Combating Business Email Compromise and Protecting Your Remote Workforce
Over the last two months, there have been more people working remotely than ever before, and with more being done outside the branch, financial institutions cannot rely on their usual firewall and anti-malware solutions to protect their staff. Today, the single most common attack used to target remote users is what is known as “business email compromise” (BEC).
Safe Systems hosted a live webinar earlier this month discussing how BEC works; the main techniques used in these types of attacks; and the cost-effective solutions needed to mitigate them. In case you missed it, here are a few key points from the webinar:
What is business email compromise and how does it work?
Business email compromise is a security exploit where an attacker targets an employee who has access to company funds or other non-public information and convinces the victim to transfer money into a bank account controlled by the attacker.
These attacks have two main categories:
- Phishing emails – this is just a spoofed email that seemingly comes from someone you trust within the organization (like the CFO or CEO) instructing an employee to wire money to a specific account.
- Account takeover – the attacker procures your real username and password and then logs into your mailbox where they are then able to send and receive emails at will from your actual account.

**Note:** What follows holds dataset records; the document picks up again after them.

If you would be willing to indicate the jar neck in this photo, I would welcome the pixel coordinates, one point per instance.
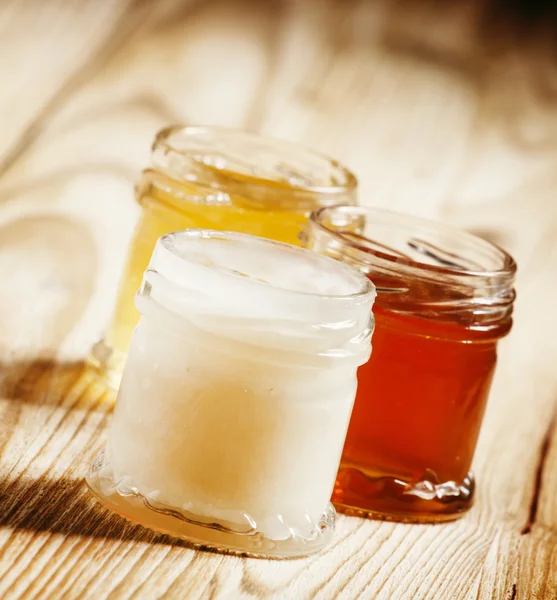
(482, 302)
(230, 287)
(218, 166)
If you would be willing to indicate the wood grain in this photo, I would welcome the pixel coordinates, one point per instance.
(443, 110)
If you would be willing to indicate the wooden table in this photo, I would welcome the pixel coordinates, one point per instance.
(442, 109)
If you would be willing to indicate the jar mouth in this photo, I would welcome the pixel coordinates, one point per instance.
(420, 267)
(230, 161)
(383, 236)
(263, 264)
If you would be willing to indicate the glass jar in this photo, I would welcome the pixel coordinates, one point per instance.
(444, 299)
(236, 394)
(221, 179)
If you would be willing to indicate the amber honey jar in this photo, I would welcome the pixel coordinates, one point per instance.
(444, 300)
(219, 179)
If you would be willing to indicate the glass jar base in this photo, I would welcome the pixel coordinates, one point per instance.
(106, 364)
(425, 500)
(128, 502)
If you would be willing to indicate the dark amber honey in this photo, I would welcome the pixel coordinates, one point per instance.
(444, 299)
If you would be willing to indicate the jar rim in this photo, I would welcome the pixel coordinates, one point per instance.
(365, 288)
(505, 273)
(181, 142)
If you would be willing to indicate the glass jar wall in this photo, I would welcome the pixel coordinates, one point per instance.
(236, 394)
(219, 179)
(444, 299)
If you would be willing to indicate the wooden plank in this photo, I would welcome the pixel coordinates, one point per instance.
(433, 125)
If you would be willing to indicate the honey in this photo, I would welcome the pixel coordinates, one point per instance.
(236, 394)
(444, 300)
(218, 179)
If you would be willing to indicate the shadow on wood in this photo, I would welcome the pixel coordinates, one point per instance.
(66, 507)
(45, 381)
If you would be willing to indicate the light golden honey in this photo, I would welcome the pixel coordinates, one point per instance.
(265, 201)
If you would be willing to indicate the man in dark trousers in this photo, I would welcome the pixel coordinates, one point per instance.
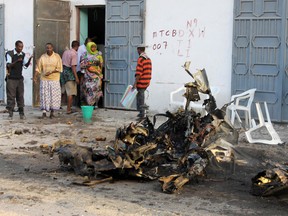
(15, 60)
(142, 79)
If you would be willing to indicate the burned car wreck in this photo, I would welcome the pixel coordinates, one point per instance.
(176, 152)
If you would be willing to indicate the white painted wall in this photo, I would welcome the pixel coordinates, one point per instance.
(74, 5)
(199, 31)
(19, 26)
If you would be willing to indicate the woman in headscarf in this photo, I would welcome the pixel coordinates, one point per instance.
(92, 62)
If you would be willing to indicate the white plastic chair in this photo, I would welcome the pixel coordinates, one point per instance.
(275, 139)
(177, 99)
(241, 102)
(198, 105)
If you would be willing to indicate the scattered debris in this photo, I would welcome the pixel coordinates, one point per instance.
(175, 153)
(270, 182)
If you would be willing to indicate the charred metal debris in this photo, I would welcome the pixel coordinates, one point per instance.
(175, 153)
(272, 181)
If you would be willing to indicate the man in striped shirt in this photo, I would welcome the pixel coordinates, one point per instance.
(142, 79)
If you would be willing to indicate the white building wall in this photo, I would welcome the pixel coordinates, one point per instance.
(19, 26)
(189, 30)
(199, 31)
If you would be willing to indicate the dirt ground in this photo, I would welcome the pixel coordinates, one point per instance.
(32, 183)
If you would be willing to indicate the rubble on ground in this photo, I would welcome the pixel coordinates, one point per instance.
(175, 153)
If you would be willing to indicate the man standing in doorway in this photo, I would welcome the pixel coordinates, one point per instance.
(15, 60)
(69, 78)
(142, 79)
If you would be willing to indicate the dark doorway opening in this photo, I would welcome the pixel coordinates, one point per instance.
(96, 30)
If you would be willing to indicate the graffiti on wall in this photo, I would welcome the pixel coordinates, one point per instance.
(179, 40)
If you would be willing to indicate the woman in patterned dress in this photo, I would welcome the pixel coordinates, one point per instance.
(92, 62)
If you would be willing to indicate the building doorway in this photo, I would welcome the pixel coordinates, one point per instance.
(92, 24)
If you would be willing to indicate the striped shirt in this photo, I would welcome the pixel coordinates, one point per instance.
(144, 71)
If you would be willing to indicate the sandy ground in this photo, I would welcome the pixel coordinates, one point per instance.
(32, 183)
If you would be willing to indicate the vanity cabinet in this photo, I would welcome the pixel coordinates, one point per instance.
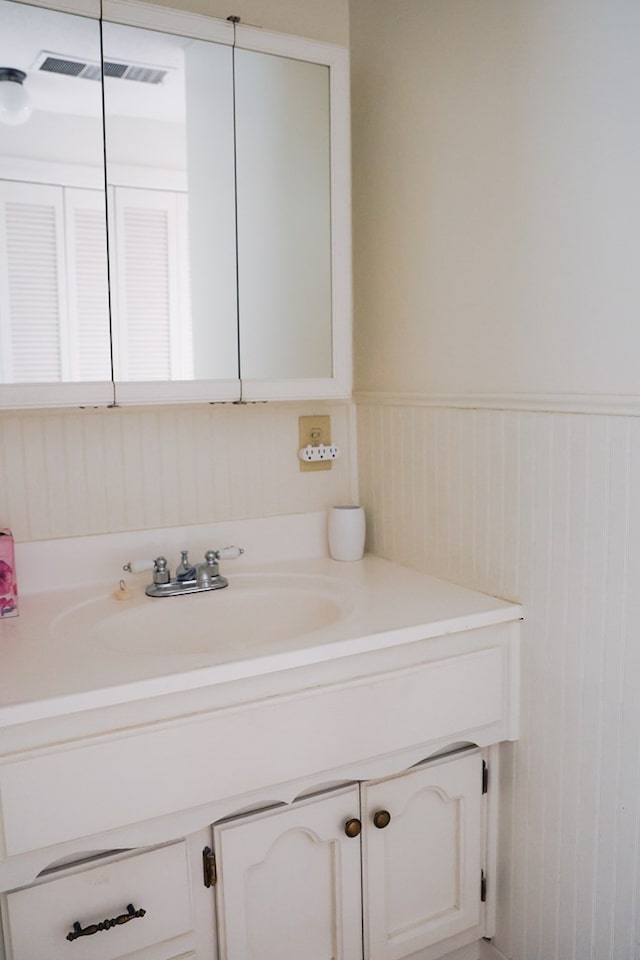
(289, 881)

Using these attack methods, cybercriminals can commit many different types of fraud, including wire fraud, non-public information (NPI) theft, and spreading of malware.
There are also a number of different attack “types” that cybercriminals commonly use to take over accounts:
A single-stage attack is a social engineering email directing a user to complete a certain action. For example, an email may include a link that leads to a rogue website where the attacker is trying to capture login information. This is a fairly simple, one-step attack.
The more sophisticated variation on this type of attack is the multi-stage method. In this attack, we often see that instead of having a link in the email that goes to a suspicious website that could potentially be blocked by other security layers, attackers use a link in the email that goes to a highly trusted place like a Citrix share file or some other trusted site. If the user clicks the link, they’ve now stepped outside of any email security layers the institution might have in place. Most often these sites are SSL encrypted so this underscores the importance of having SSL inspection performed on your traffic to ensure links in emails do lead to legitimate, secure websites. The problem with this, however, is that it can be an increasingly difficult job for some financial institutions to implement and manage.
How Can Financial Institutions Defend Against These Threats?
The first line of defense against business email compromise is to stop the user from being exposed in the first place, and the single most effective measure financial institutions can implement is user training. It’s important for financial institutions to regularly conduct penetration testing and use security awareness training to educate their employees. Over the years, we’ve seen a distinct correlation between the frequency of user security awareness training and the success rate of phishing attacks. Some institutions leverage self-testing tools such as KnowBe4, but there are many other services that financial institutions can use to test their employees.
The second line of defense is to stop the user from causing damage. To mitigate the threat, financial institutions can use a variety of effective tools, including:
- Email Filtering – a tool that filters out suspicious emails to ensure no spam, malicious content, or sensitive data makes it out of the institution unauthorized.
- DNS Filtering – is the process of using the Domain Name System lookup to find the IP address of a website to block malicious websites and filter out harmful or inappropriate content.
- URL Rewrite – if an email has a link, the system rewrites the destination of the link to go to a security company first before the real session is connected.
- Multifactor Authentication – this tool requires more than one method of authentication to verify a user’s identity for a login or other transaction. The methods include something you know (pin); something you have (phone) and/or something you are (biometrics).
These are just a few of the tools that can help strengthen your institution’s security posture and ensure users do not fall victim to malicious attacks. However, if they do, it is critical to have a plan to respond.
The last line of defense is to stop the expansion of damages if a threat has occurred. In this case, financial institutions must conduct an investigation into the cyberattack and have thorough logs of their mail system to understand exactly what occurred; how far it has spread; and determine the next steps. Community banks and credit unions should have an incident response plan in place and perform regular tabletop testing to confirm the plan works and will be useful when a real attack occurs.